— Нет, там просто вышло недоразумение, эту речь не должны были транслировать. Если сам обо всем не позаботишься, всегда выходит черт знает что. Я это сразу сказал.
Офицер уже начал проявлять признаки нетерпения, но тут его позвали к телефону. Он отдал несколько приказаний, и было ясно, что дела идут не так, как он ожидал, — во всяком случае, наступающий день не принес капитуляции рабочих. Он обменялся несколькими словами со своим патроном и вышел, не попрощавшись со Штеттеном.
Беседа затягивалась — Штеттен слишком долго не желал признать бесполезность своих усилий. «Спасители свободы» Австрии уже сами не были свободны принять такое решение, которое могло бы привести к примирению, к компромиссу. Заканчивая разговор, Штеттен спросил:
— Значит, церковь одобряет все происходящее?
— Да, и для меня, пожалуй, это главное. Это дает мне силы держаться.
— Одобряет ли она и избиение тяжелораненого заключенного?
— Она одобряет все, что дает возможность укрепить святые устои единственного католического немецкого государства[57] и защитить их от любых посягательств.
— А казнь тяжелораненого заключенного она тоже одобряет?
— Вы устали и раздражены, господин профессор. Я, разумеется, прослежу, чтобы люди, поднявшие на вас руку, были строго наказаны. Если вы позволите, моя машина доставит вас домой.
Штеттену пора было вставать со стула, он чувствовал себя не более усталым, чем в начале беседы. И только предстоящий возврат к одиночеству давал ему надежду на избавление от охватившего его приступа малодушия. Он знал, какие бы сладкие речи он ни вел, все равно все было против него, против очевидности, даже духовник. Вот с кем, кстати, следовало бы поговорить. Он уже видел, как стучится в ворота монастыря, где проживал этот прелат, и чувствовал, что в таких обстоятельствах встреча с ним была символична и необходима для завершения не только этой ночи, но и всей его жизни. То, что человека никогда не хвалят прежде его смерти, легко узнать, даже решив незатейливый ребус в разделе «Головоломок» самой захудалой провинциальной газеты. Главное же в том, что только конец показывает, какой глупой шуткой может оказаться жизнь, единственной целью которой была истина, а непременным условием — несломленная гордость.

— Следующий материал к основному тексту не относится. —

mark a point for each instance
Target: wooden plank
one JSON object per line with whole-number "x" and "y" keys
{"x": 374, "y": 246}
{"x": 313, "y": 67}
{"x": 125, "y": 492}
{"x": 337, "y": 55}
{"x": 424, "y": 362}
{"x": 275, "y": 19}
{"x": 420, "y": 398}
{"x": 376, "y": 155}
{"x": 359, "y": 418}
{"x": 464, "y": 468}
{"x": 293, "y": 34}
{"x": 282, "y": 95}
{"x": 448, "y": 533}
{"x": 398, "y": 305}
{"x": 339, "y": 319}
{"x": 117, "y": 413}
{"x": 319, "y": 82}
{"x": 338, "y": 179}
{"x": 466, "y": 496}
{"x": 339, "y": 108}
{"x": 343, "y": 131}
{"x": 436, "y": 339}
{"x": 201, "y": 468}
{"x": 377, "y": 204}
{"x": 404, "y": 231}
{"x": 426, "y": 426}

— К своему поражению еще никто никогда не опаздывал, — произнес Штеттен, с трудом поднимаясь со стула. — Так-то оно так, но я все же потороплюсь. Хочу еще убедиться, что мне не удастся даже спасти жизнь одного-единственного несчастного.
— Ночь уже на исходе, может быть, вам лучше все же отправиться домой, в постель, господин профессор?
— Нет, благодарю вас. Мне хотелось увидеть из монастырского окна, как сереет этот зеленый рассвет. Какой поэт написал: «Зеленый рассвет сереет»? Вы тоже не помните? Наверное, кто-то из молодых. Знаете, дорогой друг, я уже почти уверовал в то, что прожил свою жизнь напрасно. Мне нужно было читать больше стихов, гораздо больше. И тогда, возможно, у меня было бы больше смирения — как вы полагаете? Если вы предоставите в мое распоряжение машину, я поеду и спрошу у вашего духовника, какое спасение еще может угрожать моей душе.
Монсиньору Граберу было пятьдесят четыре года, но выглядел он моложе. Казалось даже, что у него вообще нет возраста, что он никогда не был молодым. Его детские воспоминания сливались воедино, и он не мог сказать, блекнут ли они со временем, он никогда не задавался этим вопросом. Жизнь, приведшая его из деревенского дома в Верхней Австрии, где когда-то жила многодетная крестьянская семья, в теперешние покои, состояла из легко предсказуемых этапов, никогда не казавшихся ему неожиданными. Успехи приходили не слишком рано, но и не слишком поздно, они были добыты трудом, а потому вполне заслуженны. Обиды, остававшиеся после неудач, держались недолго, да и надежды, таким образом не сбывшиеся, не были обычно ни слишком велики, ни даже вполне определенны. Слова «как и подобает», употреблявшиеся им достаточно часто и всегда с сильным ударением, как нельзя лучше характеризовали тот закон, которому он следовал в жизни.
Он знал, что слывет строгим. Когда-то это льстило его тщеславию, но теперь он знал, что другие ошибались: они просто пытались облегчить свою нечистую совесть. Могущественный кардинал, которому он служил почти семнадцать лет, сказал ему однажды:
— Вам незнакомо раскаяние. Что сталось бы с Петраркой, не познай он любви? Читайте Петрарку, мой юный друг. И по возможности — грешите, грешите, дабы причаститься раскаяния, этого насущного хлеба христиан.
57
В отличие от Австрии в большинстве других земель, где говорят на немецком языке, господствует евангелическая церковь.